Las metas del tratamiento para el trastorno negativista desafiante (TND) y el trastorno por déficit de atención con hiperactividad (TDAH) en niñas y niños son mejorar los síntomas, aumentar el funcionamiento y promover el bienestar general. Para lograrlo se pueden usar las siguientes intervenciones:

Medicación:

  • Se pueden recetar medicamentos estimulantes o no estimulantes para el TDAH. Ayudan a manejar síntomas como la hiperactividad, la impulsividad y la falta de atención. Actúan sobre ciertas sustancias del cerebro que regulan la atención y la conducta. Pregunte a su médico sobre las opciones, sus beneficios y sus riesgos.

Terapias:

  • Entrenamiento para madres y padres: Esta terapia le enseña a usar estrategias para manejar la conducta de su hijo. Incluye poner límites, reforzar las conductas positivas y usar técnicas de disciplina consistentes.
  • Terapia cognitivo-conductual (TCC): Ayuda a niñas y niños a identificar y cambiar pensamientos y conductas negativas. Se enfoca en desarrollar habilidades para afrontar situaciones, resolver problemas y mejorar las relaciones sociales.
  • Entrenamiento en habilidades sociales: Busca mejorar habilidades como la comunicación, la cooperación y la empatía.
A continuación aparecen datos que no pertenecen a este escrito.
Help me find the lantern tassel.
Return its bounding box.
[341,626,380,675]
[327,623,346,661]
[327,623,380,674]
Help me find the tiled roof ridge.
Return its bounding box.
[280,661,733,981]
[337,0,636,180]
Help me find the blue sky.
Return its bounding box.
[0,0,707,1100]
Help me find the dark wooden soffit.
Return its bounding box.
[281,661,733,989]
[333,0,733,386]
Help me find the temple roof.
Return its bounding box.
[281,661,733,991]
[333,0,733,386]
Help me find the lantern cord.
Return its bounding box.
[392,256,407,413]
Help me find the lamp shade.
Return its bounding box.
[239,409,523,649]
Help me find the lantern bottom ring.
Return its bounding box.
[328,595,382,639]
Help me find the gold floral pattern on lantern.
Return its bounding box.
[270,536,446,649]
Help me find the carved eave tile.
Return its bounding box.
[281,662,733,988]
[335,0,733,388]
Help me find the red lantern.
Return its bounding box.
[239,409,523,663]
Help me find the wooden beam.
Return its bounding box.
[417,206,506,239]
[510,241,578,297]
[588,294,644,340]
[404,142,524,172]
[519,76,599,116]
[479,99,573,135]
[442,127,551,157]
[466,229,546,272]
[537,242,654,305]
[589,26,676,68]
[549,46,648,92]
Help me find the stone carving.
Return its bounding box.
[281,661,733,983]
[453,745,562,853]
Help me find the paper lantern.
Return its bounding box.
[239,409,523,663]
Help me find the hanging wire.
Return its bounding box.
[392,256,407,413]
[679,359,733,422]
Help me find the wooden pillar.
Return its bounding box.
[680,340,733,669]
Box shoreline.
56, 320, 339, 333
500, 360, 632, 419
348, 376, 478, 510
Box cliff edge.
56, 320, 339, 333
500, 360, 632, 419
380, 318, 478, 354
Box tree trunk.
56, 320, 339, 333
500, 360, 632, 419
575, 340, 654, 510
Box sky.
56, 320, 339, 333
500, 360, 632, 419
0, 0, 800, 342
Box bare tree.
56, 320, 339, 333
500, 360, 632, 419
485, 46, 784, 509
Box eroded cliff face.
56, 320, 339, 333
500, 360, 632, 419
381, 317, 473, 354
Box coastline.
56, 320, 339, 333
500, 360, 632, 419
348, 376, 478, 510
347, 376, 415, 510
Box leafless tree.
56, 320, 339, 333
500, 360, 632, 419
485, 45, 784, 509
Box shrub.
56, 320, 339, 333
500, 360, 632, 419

Procedimientos terapéuticos:

  • Terapia individual: Sesiones uno a uno con un terapeuta brindan un espacio seguro para explorar emociones, aprender estrategias de afrontamiento y mejorar la autoestima.
  • Terapia familiar: Involucra a toda la familia para trabajar en la dinámica familiar, mejorar la comunicación y fortalecer las relaciones.

Cambios en conductas de salud:

  • Modificaciones del estilo de vida: Fomentar hábitos saludables como hacer ejercicio de forma regular, alimentarse bien, dormir lo suficiente y mantener rutinas consistentes puede mejorar los síntomas del TND y el TDAH.

Otros tratamientos:

  • Entrenamiento para madres y padres en línea: Programas en línea ofrecen acceso conveniente a intervenciones basadas en evidencia para manejar síntomas de TDAH y TND.
  • Grupos de apoyo: Conectarse con otras familias con retos similares brinda apoyo emocional y consejos prácticos.

Recuerde consultar a profesionales de la salud para recibir recomendaciones personalizadas de tratamiento. La dosis de los medicamentos puede depender de muchos factores. Consulte con su profesional de la salud sobre la dosis adecuada para su situación. Pueden presentarse otros efectos secundarios. Consulte a su profesional de la salud o lea la información que viene con su medicamento para conocer más sobre los efectos secundarios.